There is a theory that some skeptics of tech optimism have advanced for a while, that governments like Internet freedom and widespread availability of ICTs in rival nations because it either (1) makes people there hate and fear each other, or (2) makes them easier to propagandize.

In this account the U.S. State Department's Internet Freedom Agenda (which many of my friends and colleagues have been directly funded by) is about destabilizing other countries, while Russian or Chinese spies in turn relish American Internet freedoms because they can stir up conflicts here.

I have never endorsed this view but I've run into forms of it again and again and again. Adjacent to it is the idea that some of our prior social harmony was due to a more controlled or at least more homogeneous media landscape.

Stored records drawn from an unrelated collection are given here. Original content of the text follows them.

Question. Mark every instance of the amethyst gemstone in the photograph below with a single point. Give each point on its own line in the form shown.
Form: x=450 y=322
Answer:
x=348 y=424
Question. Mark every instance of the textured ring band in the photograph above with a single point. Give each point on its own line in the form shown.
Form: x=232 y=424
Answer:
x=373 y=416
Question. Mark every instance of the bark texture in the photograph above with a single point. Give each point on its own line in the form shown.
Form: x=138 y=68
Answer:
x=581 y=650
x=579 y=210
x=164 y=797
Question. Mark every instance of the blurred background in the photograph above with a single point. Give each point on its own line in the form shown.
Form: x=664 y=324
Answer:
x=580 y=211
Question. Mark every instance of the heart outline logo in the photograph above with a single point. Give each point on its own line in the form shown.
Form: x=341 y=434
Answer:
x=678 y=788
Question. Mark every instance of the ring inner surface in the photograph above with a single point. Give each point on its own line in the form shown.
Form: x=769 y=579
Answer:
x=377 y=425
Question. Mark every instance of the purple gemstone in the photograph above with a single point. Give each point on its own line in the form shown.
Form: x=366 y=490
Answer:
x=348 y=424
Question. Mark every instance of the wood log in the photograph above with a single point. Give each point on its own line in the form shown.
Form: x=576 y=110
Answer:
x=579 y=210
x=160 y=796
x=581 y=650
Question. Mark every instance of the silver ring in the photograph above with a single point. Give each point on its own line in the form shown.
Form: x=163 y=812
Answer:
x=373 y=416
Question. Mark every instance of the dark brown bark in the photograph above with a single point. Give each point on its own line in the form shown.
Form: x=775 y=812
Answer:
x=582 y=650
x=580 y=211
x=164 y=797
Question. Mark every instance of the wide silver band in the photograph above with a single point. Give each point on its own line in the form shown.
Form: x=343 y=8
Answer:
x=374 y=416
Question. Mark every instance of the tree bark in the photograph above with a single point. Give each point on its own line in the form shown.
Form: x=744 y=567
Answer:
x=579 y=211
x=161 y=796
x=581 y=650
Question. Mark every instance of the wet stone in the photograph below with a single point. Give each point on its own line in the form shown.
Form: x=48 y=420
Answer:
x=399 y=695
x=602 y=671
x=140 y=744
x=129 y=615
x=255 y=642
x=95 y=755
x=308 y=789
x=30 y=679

mrexcess 2 hours ago | parent | next [-]

I definitely buy into the “monoculture” argument a bit. When hundreds of millions of people are all voraciously consuming the same very limited cultural messaging - three TV stations, a handful of movie studios, a handful of major book publishers - there is bound to be a leveling of interpersonal expectations that will be absent in a more fragmented culture.

That’s not some kind of crypto denunciation against cosmopolitan diversity, but it is what it is and I do think there’s a there, there.

vrganj 28 minutes ago | parent | prev [-]

You can see this playing out right now, with X spreading holocaust denial and all sorts of corrosive messages in Europe, with it's owner being actively hostile to European institutions and the US government actively guarding it from consequences.